Update 24-Sep-2019: Google may have just ushered in an era of quantum supremacy says:

"Google’s quantum computer was reportedly able to solve a calculation — proving the randomness of numbers produced by a random number generator — in 3 minutes and 20 seconds that would take the world’s fastest traditional supercomputer, Summit, around 10,000 years. This effectively means that the calculation cannot be performed by a traditional computer, making Google the first to demonstrate quantum supremacy."

So obviously there is an algorithm to "prove" randomness. Does anyone know what it is? Could this algorithm also provide a measure of randomness?


Your question answers itself. "If I were to pass the first 100,000 digits of Pi to the function, it should give a number very close to 1", except the digits of Pi are not random numbers so if your algorithm does not recognise a very specific sequence as being non-random then it's not very good.

The problem here is there are many types of non random-ness:- eg. "121,351,991,7898651,12398469018461" or "33,27,99,3000,63,231" or even "14297141600464,14344872783104,819534228736,3490442496" are definitely not random.

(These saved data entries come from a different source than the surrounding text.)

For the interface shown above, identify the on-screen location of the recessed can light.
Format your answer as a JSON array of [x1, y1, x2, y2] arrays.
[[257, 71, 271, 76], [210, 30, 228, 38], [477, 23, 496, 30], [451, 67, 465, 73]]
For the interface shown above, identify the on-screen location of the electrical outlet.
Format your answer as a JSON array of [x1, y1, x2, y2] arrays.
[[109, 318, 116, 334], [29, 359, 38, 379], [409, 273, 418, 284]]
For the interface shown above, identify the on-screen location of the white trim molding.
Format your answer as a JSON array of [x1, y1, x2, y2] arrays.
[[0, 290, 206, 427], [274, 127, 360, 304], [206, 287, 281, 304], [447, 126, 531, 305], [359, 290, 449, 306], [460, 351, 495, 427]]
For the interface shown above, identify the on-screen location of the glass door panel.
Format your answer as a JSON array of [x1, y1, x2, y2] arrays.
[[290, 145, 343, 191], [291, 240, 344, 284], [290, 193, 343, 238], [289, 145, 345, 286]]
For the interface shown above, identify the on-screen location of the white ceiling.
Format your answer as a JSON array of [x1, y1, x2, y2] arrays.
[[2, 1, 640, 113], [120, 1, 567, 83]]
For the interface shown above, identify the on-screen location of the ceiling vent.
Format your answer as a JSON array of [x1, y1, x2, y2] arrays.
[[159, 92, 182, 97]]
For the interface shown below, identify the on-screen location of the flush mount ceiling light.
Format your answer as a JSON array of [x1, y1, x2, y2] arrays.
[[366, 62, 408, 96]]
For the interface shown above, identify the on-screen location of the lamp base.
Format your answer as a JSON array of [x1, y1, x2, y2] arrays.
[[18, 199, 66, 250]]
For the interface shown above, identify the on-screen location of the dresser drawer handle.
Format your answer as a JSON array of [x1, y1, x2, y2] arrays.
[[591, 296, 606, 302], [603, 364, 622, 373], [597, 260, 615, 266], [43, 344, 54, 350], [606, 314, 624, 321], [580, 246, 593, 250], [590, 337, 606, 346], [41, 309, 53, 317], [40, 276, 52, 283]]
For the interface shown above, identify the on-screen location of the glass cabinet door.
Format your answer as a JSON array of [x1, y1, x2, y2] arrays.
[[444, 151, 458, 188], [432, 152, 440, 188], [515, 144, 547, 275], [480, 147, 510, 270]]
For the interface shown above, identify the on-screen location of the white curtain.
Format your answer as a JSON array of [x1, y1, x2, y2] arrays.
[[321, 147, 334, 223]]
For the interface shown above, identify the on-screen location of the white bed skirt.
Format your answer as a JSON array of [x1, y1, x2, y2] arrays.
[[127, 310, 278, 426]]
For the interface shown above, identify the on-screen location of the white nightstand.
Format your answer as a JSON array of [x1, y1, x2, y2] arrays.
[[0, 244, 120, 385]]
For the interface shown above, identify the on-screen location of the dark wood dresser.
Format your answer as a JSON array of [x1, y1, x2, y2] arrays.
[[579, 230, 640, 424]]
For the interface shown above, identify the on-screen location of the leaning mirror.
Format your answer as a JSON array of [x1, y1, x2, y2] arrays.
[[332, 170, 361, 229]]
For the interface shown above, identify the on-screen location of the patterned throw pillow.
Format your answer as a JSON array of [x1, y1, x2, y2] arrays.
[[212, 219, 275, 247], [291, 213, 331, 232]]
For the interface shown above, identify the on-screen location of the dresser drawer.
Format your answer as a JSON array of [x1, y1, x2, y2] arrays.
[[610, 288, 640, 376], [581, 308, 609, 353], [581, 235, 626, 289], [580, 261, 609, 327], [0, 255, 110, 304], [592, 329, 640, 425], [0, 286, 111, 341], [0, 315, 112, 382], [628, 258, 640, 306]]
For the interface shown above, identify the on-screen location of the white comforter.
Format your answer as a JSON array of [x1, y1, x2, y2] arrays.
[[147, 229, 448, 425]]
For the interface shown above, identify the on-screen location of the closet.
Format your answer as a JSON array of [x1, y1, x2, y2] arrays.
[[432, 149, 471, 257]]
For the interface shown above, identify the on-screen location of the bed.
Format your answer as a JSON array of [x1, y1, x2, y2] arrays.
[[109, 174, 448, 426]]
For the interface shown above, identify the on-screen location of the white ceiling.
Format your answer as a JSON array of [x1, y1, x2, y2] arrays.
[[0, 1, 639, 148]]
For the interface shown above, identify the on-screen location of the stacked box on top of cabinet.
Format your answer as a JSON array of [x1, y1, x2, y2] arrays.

I think what you need to do is identify the aspects of randomness that are important to you- distribution, distribution of digits, lack of common factors, the expected number of primes, Fibonacci and other "special" numbers etc. etc.

PS. The Quick and Dirty (and very effective) test of randomness does the file end up roughly the same size after you gzip it.


It can be done this way:

CAcert Research Lab does a Random Number Generator Analysis.

Their results page evaluates each random sequence using 7 tests (Entropy, Birthday Spacing, Matrix Ranks, 6x8 Matrix Ranks, Minimum Distance, Random Spheres, and the Squeeze). Each test result is then color coded as one of "No Problems", "Potentially deterministic" and "Not Random".

So a function can be written that accepts a random sequence and does the 7 tests. If any of the 7 tests are "Not Random" then the function returns a 0. If all of the 7 tests are "No Problems", then it returns a 1. Otherwise, it can return some number in-between based on how many tests come in as "Potentially Deterministic".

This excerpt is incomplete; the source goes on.